学研ホールディングスグループのベンドが運営する「スキルアップ研究所」は、2026年7月16日に「猛暑と通勤リスクに関するレポート」を公開した。本レポートは、気象庁、消防庁、東京消防庁、総務省統計局の公表データをもとに、猛暑の長期的な増加傾向や熱中症搬送の実態、暑熱環境下での通勤時間を試算したもの。
猛暑日は100年で約3.9倍、「例年どおりの夏」は前提にできず
全国の猛暑日(最高気温35℃以上)は、1910年〜2024年の統計で100年あたり約2.6日のペースで増加している。最近30年(1995年〜2024年)の平均日数は、統計開始当初の約3.9倍に達した。また、東京では2025年(6月〜9月)だけで真夏日87日、猛暑日29日を記録した。

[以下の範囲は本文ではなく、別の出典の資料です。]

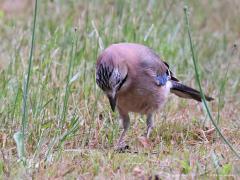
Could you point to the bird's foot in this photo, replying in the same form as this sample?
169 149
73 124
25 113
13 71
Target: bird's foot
122 147
144 141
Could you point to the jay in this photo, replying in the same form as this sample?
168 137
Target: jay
135 79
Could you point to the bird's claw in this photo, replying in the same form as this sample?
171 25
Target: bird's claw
122 148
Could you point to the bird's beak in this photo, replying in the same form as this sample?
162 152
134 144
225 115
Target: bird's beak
112 101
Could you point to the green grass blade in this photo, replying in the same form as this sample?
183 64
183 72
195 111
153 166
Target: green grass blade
200 87
26 85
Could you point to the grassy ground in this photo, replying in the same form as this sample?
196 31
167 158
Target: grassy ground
71 131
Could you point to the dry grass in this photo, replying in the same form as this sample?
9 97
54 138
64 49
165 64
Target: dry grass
79 142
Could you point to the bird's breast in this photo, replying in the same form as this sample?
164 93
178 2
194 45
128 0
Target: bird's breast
145 99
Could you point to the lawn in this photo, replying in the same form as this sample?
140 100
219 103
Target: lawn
69 131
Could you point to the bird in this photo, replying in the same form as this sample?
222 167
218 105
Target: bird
135 79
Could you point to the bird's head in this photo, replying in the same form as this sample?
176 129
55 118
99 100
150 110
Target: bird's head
111 78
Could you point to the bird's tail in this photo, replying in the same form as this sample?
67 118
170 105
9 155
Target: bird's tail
186 92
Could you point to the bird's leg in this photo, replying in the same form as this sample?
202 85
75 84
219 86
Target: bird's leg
149 125
121 145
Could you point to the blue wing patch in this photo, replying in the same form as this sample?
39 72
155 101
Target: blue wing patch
162 79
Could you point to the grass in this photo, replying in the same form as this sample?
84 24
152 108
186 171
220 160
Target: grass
71 130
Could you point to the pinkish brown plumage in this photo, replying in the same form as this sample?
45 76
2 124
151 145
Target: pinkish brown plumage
135 79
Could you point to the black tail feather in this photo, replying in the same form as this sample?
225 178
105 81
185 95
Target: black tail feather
187 92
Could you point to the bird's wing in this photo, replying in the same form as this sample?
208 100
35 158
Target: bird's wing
164 74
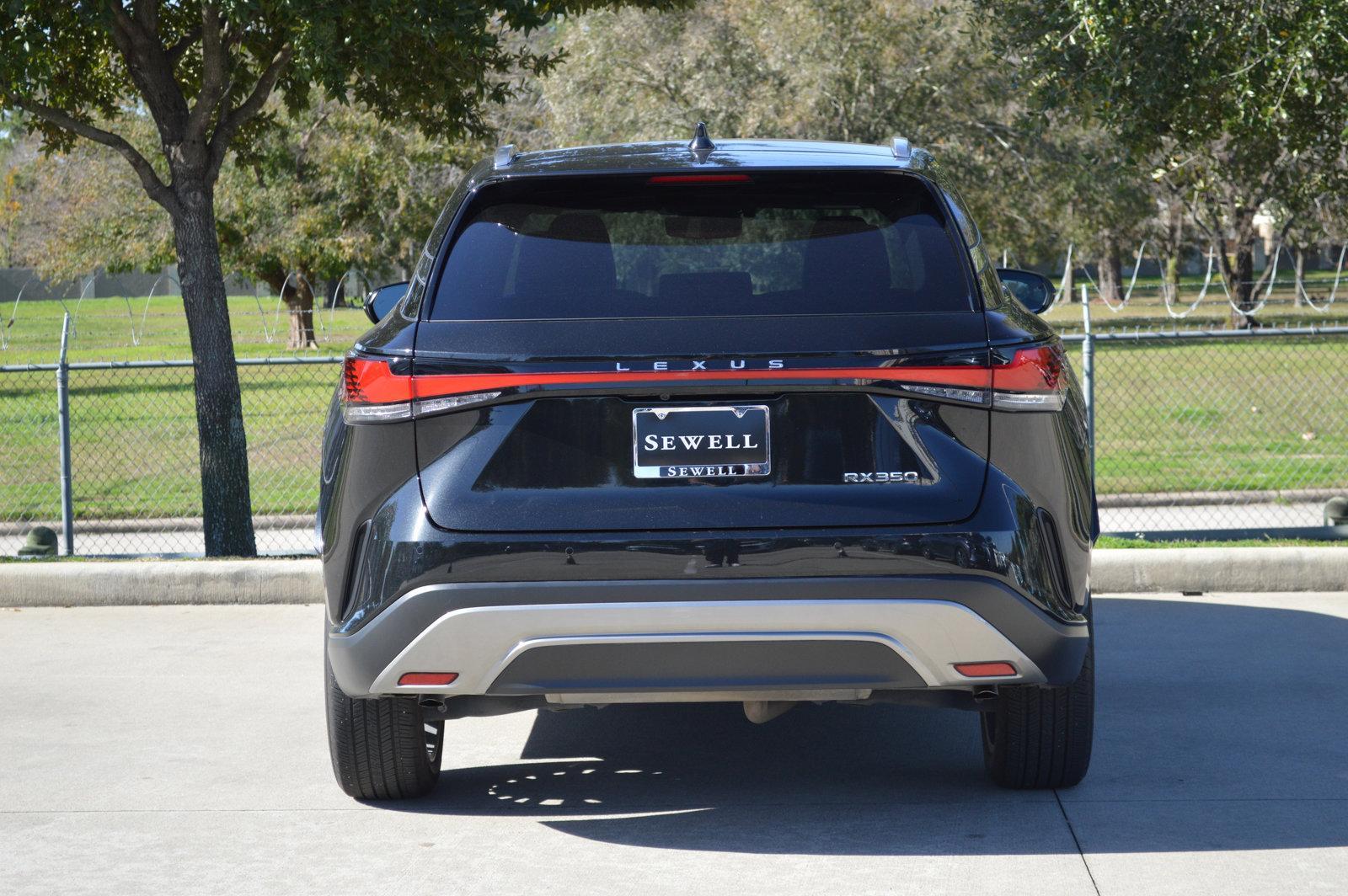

熱中症搬送は過去最多10万人超、屋外での発生は3割超
2025年の全国の熱中症による救急搬送者数は10万510人となり、調査開始以来最多を記録した。発生場所は「住居」(38.1%)に次いで「道路」(19.7%)となり、「道路」と「屋外の公衆の場」(12.1%)を合わせると3割超が屋外の場所で発生している。東京消防庁管内では、「道路・交通施設等」(34.9%)が「住居」(36.0%)に迫る結果となった。
真夏日の通勤時間は年間約98時間、約12営業日分に相当
東京都の通勤・通学の平均時間(1日95分)を会社員の通勤時間の参考値として当てはめると、2025年の真夏日に通勤へ費やす総時間は年間約98時間となった。これは8時間労働日に換算すると約12営業日分に相当する。なお、この時間には車内や駅構内などを含む通勤全体の時間が含まれている。
猛暑下の通勤負担とリモートワークの課題
レポートでは、猛暑は一時的な現象ではなく構造的に増加しており、出社という働き方には猛暑下での移動が伴うと指摘した。一方で、リモートワークには「気軽に声をかけられない」「チームの状況が見えない」といったコミュニケーション上の課題もあるとしている。
こうした課題への対応策として、アバター同士が近づくだけで音声・ビデオ通話が始まるバーチャルオフィス「MetaLife」を紹介。オンラインでも相談や雑談がしやすく、チームの状況把握や孤立防止につながるとしている。